In C, are the shift operators (<<, >>) arithmetic or logical?

Answer 1

GCC does

1. for -ve - > Arithmetic Shift

2. For +ve -> Logical Shift

Answer 2

When shifting left, there is no difference between arithmetic and logical shift. When shifting right, the type of shift depends on the type of the value being shifted.

(As background for those readers unfamiliar with the difference, a "logical" right shift by 1 bit shifts all the bits to the right and fills in the leftmost bit with a 0. An "arithmetic" shift leaves the original value in the leftmost bit. The difference becomes important when dealing with negative numbers.)

When shifting an unsigned value, the >> operator in C is a logical shift. When shifting a signed value, the >> operator is an arithmetic shift.
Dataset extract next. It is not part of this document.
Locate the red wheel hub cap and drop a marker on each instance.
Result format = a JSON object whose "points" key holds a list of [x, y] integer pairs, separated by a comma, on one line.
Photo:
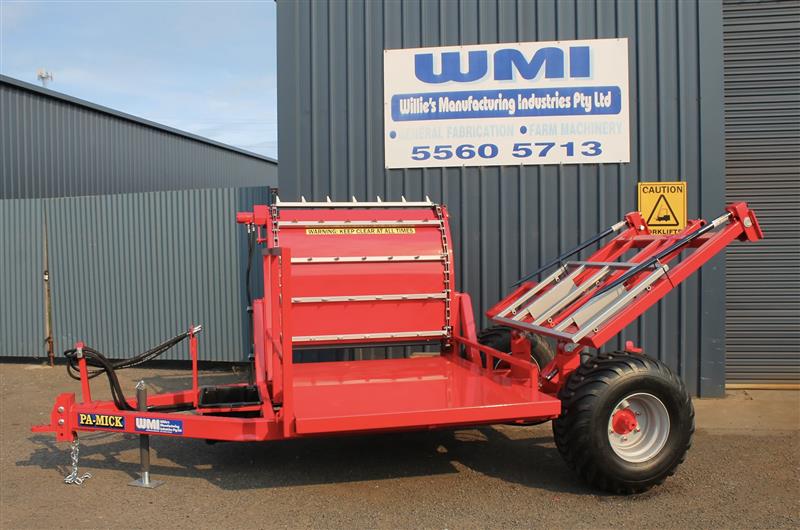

For example, assuming a 32 bit machine:

signed int x1 = 5;
assert((x1 >> 1) == 2);
signed int x2 = -5;
assert((x2 >> 1) == -3);
unsigned int x3 = (unsigned int)-5;
assert((x3 >> 1) == 0x7FFFFFFD);

Answer 3

Here are functions to guarantee logical right shift and arithmetic right shift of an int in C:

int logicalRightShift(int x, int n) {
    return (unsigned)x >> n;
}
int arithmeticRightShift(int x, int n) {
    if (x < 0 && n > 0)
        return x >> n | ~(~0U >> n);
    else
        return x >> n;
}

Answer 4

When you do - left shift by 1 you multiply by 2 - right shift by 1 you divide by 2

 x = 5
 x >> 1
 x = 2 ( x=5/2)

 x = 5
 x << 1
 x = 10 (x=5*2)

Answer 5

Left shift <<

This is somehow easy and whenever you use the shift operator, it is always a bit-wise operation, so we can't use it with a double and float operation. Whenever we left shift one zero, it is always added to the least significant bit (LSB).

But in right shift >> we have to follow one additional rule and that rule is called "sign bit copy". Meaning of "sign bit copy" is if the most significant bit (MSB) is set then after a right shift again the MSB will be set if it was reset then it is again reset, means if the previous value was zero then after shifting again, the bit is zero if the previous bit was one then after the shift it is again one. This rule is not applicable for a left shift.

The most important example on right shift if you shift any negative number to right shift, then after some shifting the value finally reach to zero and then after this if shift this -1 any number of times the value will remain same. Please check.

Answer 6

gcc will typically use logical shifts on unsigned variables and for left-shifts on signed variables. The arithmetic right shift is the truly important one because it will sign extend the variable.

gcc will will use this when applicable, as other compilers are likely to do.